Sobre Copa América, política e nazismo

Sobre Copa América, política e nazismo

14 de maio de 1938. Equinócio de primavera no hemisfério norte, em um mundo pré-guerra com desconfianças em todos os movimentos dos países europeus. Nesse contexto, um amistoso iria servir como baluarte premonitório sobre o que viria a acontecer no futuro: de um lado, a Seleção da Alemanha Nazista. De outro, a Seleção da Inglaterra. O palco era o estádio Olímpico de Berlim — completamente lotado. O jogo terminou com um sonoro seis tentos a três para os ingleses. Antes do início, todavia, uma das cenas mais vergonhosas da história do futebol inglês: a mando do embaixador do país, os jogadores fizeram a famigerada saudação de mãos em riste em direção às arquibancadas. Uma deferência questionável. Tanto quanto lamentável.

A mistura entre futebol e política desperta cizânias inenarráveis. A título de exemplo, poder-se-ia citar a mágica democracia corintiana, que inegavelmente contribuiu sobremaneira para a conscientização da classe futebolística nacional. Houve quem enxergasse no movimento um oportunismo político com um viés duvidoso; poucos, mas houve. Por outro lado, no auge de uma crise do governo brasileiro em 1999, o então jogador Romário fez um gol e levantou a camisa com os dizeres: “FHC: eu e muitos estamos com você”. O ato levou o presidente do Flamengo a ter que ir à CBF se explicar pessoalmente pela suposta propaganda política — em um Brasil ainda com uma polarização incipiente, mas já existente.

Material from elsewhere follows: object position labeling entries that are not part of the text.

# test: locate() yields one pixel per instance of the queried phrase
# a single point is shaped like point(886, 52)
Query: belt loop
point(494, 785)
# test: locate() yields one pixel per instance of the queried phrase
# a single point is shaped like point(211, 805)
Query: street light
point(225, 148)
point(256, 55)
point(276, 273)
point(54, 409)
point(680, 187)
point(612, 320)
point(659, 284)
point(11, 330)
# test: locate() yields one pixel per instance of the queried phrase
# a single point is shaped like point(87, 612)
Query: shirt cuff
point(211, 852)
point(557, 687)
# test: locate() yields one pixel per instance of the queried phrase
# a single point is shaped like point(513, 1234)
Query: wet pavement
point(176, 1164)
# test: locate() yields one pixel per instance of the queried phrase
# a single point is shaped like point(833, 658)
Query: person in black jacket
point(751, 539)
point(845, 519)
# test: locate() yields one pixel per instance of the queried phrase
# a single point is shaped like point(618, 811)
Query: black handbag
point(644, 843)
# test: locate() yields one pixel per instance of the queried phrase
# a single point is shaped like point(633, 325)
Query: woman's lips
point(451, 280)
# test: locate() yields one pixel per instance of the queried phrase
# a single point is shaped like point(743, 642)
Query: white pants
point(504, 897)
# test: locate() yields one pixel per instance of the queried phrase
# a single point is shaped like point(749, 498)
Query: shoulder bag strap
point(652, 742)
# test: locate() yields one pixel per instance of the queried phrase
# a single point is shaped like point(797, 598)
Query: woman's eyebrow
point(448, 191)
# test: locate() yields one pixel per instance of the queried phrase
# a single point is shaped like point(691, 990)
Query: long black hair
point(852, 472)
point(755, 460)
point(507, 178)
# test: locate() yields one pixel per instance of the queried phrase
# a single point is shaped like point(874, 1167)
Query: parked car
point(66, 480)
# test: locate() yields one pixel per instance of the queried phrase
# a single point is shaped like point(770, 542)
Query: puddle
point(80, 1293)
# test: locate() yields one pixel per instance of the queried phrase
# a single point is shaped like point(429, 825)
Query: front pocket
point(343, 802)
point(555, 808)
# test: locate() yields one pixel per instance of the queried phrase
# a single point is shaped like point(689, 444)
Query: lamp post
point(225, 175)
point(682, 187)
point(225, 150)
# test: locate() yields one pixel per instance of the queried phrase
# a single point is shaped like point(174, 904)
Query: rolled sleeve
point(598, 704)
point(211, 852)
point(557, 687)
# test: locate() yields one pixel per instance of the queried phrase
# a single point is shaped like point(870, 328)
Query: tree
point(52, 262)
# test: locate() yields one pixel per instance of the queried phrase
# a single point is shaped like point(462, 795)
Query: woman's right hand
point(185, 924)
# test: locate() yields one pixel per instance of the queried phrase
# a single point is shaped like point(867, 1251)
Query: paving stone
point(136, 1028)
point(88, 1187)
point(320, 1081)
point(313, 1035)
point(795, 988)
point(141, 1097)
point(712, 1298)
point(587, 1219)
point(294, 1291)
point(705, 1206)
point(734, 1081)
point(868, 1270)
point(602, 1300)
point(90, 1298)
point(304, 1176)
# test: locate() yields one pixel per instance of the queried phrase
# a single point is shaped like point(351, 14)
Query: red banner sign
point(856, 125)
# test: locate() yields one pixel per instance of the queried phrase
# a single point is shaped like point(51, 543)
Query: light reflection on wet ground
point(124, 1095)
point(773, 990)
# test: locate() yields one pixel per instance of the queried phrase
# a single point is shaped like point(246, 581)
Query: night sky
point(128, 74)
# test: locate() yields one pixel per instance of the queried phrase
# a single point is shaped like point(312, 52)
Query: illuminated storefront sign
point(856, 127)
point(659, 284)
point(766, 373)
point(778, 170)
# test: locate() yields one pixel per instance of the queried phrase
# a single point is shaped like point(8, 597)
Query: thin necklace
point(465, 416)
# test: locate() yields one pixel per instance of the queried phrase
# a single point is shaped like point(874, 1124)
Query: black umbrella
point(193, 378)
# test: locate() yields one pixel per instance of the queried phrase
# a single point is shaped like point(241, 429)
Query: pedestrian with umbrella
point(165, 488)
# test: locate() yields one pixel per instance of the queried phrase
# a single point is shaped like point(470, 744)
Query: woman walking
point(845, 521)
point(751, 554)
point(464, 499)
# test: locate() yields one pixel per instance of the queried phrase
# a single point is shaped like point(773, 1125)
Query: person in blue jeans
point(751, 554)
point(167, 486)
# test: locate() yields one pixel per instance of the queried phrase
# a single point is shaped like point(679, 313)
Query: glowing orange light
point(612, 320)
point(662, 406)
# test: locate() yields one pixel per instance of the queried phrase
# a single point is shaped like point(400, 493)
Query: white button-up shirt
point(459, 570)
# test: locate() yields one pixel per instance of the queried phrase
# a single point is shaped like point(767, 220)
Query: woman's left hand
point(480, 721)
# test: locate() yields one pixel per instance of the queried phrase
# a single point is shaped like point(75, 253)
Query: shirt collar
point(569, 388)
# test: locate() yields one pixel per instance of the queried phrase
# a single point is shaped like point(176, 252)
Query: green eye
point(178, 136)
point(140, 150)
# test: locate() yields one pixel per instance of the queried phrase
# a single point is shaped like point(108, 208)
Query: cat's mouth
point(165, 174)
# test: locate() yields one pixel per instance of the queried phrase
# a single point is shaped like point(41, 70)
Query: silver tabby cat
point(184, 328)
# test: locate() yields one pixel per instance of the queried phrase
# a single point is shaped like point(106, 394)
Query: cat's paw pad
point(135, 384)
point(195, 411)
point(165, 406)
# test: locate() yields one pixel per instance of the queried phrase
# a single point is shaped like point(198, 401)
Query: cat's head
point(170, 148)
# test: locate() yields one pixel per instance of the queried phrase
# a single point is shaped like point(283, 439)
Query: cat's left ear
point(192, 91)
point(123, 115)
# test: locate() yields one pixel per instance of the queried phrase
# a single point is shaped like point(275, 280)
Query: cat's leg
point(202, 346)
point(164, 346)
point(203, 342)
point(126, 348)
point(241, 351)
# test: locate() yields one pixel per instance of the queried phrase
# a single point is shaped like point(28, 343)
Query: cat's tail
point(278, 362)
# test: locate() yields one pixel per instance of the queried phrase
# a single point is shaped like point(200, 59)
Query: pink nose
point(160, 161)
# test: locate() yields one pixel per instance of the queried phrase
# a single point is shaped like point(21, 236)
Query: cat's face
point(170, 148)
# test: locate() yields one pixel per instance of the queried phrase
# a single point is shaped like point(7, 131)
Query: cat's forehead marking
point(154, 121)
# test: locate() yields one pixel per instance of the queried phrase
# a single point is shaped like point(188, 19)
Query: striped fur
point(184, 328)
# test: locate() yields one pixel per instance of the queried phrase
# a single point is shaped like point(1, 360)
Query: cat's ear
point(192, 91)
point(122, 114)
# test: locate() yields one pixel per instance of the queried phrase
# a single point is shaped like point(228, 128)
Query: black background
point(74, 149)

Se os times já despertam grandes paixões, quem dirá a Seleção Brasileira. Pentacampeã mundial, é consagrada como a esquadra mais admirada do globo terrestre, mesmo passando por um desagradável período de entressafra de conquistas relevantes.

Com as redes sociais integrando cada dia mais jogadores e torcedores, a relação de distância anterior acabou dando lugar a uma proximidade aparente que realça o poder de influência daqueles para com estes; e isso, por óbvio, implica numa maior atenção a questões políticas e opiniões sensíveis.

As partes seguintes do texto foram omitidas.